Example: fula ord (foul language, swearwords),
säg inte ett ord till någon! (don't say a word to anyone!)

Idiom: med andra ord ("annorlunda uttryckt") (in other words ("put in another way")),
ord för ord ("ordagrant") (word for word ("literally verbatim")),
ha ord om sig ("vara känd för") att vara snål (be known to be mean),
innan man vet ordet av ("mycket snabbt") (before I knew where I was ("very quickly")),
ta till orda ("börja tala") (begin to speak),
hålla sitt ord ("hålla vad man lovat") (keep one's word ("do what one has promised")),
begära el. ha ordet ("vilja hålla el. hålla ett anförande") (ask to speak (ask for the floor) or have the floor ("want to address, or address, a gathering")),
ordet är fritt ("vem som helst får yttra sig") (the debate is open ("anyone may speak")),
ta någon på orden ("tro på vad någon säger") (take sby at their word ("believe what sby says")),
ha sista ordet ("vara den som bestämmer") (have the last word ("be the one to decide"))

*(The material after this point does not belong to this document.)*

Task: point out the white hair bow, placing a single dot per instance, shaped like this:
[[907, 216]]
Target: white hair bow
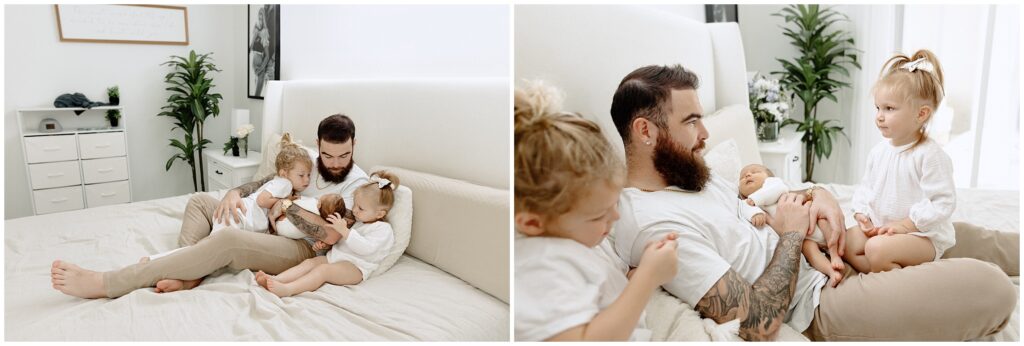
[[381, 182], [921, 63]]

Compounds: glåpord (taunt, jeer),
ord|följd (word order),
ord|lista (word list, glossary)
posted by snoogles to Computers & Internet (12 answers total) 7 users marked this as a favorite
 
Maybe I can help out, but the link to the xml file is dead. Can you maybe mirror it somewhere?
posted by tempythethird at 7:58 AM on January 7, 2011


Link is just *slow*.
You want Perl (of course), one of the simple XML modules should suffice, the rest is a bit of text processing that shouldn't be that hard. And deciding on output format suitable for Anki. I've done a bunch of stuff like this for Japanese (EDICT) that's probably similar.
posted by zengargoyle at 9:42 AM on January 7, 2011


That file doesn't seem to have what you think it has in it.

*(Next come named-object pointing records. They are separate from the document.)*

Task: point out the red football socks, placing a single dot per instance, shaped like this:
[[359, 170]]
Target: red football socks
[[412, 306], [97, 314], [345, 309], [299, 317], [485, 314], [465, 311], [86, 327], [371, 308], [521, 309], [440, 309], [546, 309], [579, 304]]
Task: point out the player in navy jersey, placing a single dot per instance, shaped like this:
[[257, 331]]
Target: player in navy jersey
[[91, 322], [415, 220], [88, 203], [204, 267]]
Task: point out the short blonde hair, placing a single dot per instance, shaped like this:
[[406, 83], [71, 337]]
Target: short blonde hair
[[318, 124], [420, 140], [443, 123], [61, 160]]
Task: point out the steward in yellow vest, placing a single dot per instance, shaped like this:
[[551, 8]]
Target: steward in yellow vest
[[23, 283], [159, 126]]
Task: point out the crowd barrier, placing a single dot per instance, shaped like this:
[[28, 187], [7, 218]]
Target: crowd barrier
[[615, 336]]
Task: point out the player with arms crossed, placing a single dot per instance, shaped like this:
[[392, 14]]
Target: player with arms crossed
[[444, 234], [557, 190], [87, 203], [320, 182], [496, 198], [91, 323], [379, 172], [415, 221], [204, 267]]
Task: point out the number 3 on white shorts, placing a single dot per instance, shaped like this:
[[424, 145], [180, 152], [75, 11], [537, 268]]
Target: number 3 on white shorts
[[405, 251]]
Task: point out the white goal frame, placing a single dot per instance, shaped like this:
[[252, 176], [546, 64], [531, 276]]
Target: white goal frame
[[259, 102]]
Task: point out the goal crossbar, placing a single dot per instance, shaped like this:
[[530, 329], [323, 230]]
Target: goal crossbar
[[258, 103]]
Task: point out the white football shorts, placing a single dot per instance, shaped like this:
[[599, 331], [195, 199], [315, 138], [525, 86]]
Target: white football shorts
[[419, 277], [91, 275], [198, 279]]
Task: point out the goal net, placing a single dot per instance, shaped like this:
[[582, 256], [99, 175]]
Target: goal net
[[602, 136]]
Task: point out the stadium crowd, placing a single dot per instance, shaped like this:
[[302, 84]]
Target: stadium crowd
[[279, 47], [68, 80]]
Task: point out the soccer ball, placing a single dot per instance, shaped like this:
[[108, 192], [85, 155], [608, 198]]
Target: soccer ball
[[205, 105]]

[word value="abandonee" lang="en" class="nn"]
[translation value="förvärvare" comment="juridik"/] [translation value="person som äganderätt övergår till"/]
[/word]
[word value="about" lang="en" class="pp"]
[translation value="omkring i" comment="i rumsbetydelse"/]
[translation value="runt i"/]
[translation value="runt på"/]
[translation value="runtomkring"/]
[translation value="om"/]
[example value="gå runt på stan'"]
[translation value="walk about the town"/]
[/example]
[example value="här någonstans"]
[translation value="somewhere about here"/]
[/example]
[/word]

[word value="admire" lang="en" class="vb"]
[translation value="beundra"/]
[grammar value="transitivt"/]
[explanation value="be impressed by, respect"]
[translation value="be impressed by, respect"/]
[/explanation]
[/word]


There are no lines not matching 'lang="en"'. No sort of pronunciation information that I can see. Looks to be just a dictionary. They probably have other data files for other bits of information. You would also have to find the meaning of the 'class' attributes (noun, verb, etc.).

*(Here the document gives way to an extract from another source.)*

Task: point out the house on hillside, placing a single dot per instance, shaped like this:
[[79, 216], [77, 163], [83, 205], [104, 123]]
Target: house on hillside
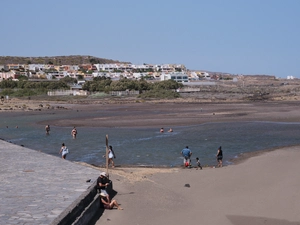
[[178, 77]]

Typically one of the simple Perl modules would give you a hash or array of words, some structure you can just loop over and print out what you want.
posted by zengargoyle at 10:00 AM on January 7, 2011


Response by poster: Okay, as far as I can tell then, the dictionary is sorted by English word (word value), not Swedish word (translation value). Ah, it even says so at the top of the file (source-language="en" target-language="sv").

So what I would want to do, to use your example, zengargoyly, is to have a file that looks like this:

förvärvare (juridik),abandonee
person som äganderätt övergår till,abandonee

If there's an example, then

runt på,about,gå runt på stan
omkring i, about,gå runt på stan

... and so on for all the stuff between [word value] [/word]. Does that make sense? And then I can go through and manually delete the examples that correspond to the specific Swedish word/expression.

How does one go about making Perl do this for me? Assume I know nothing...
posted by snoogles at 12:14 PM on January 7, 2011


To make this work, post formally:

1) one or two input records
2) or our two equivalent output records.

This stuff is easy (for programmers!) to do in any of the common langs, like Python, Ruby, Perl, which if you have OSX are builtin :) If you are on Windows, it is tougher!
posted by gregglind at 1:34 PM on January 7, 2011


Best answer: Here is a quick example. The 'W/E:' are there for my quick scanning of the output. Quotes may be needed around some of the long examples that have commas in them (don't know Anki formats). And I'm not really sure how the examples go given your example. If you look at the code you'll see that it's pretty easy. Just a little setup and then finding children of tags and fetching attributes. Not sure how hard (or what you need) for setting up on a Mac. It uses XML::Twig module which might have a macports version or can be installed from CPAN (I'm sure it uses LibXML or something underneath.)

Really the rest depends on the specifics of what you need to do for Anki. Maybe open a couple of files each for Word Mappings and Examples, or blank lines between entries, or quotes around fields, etc.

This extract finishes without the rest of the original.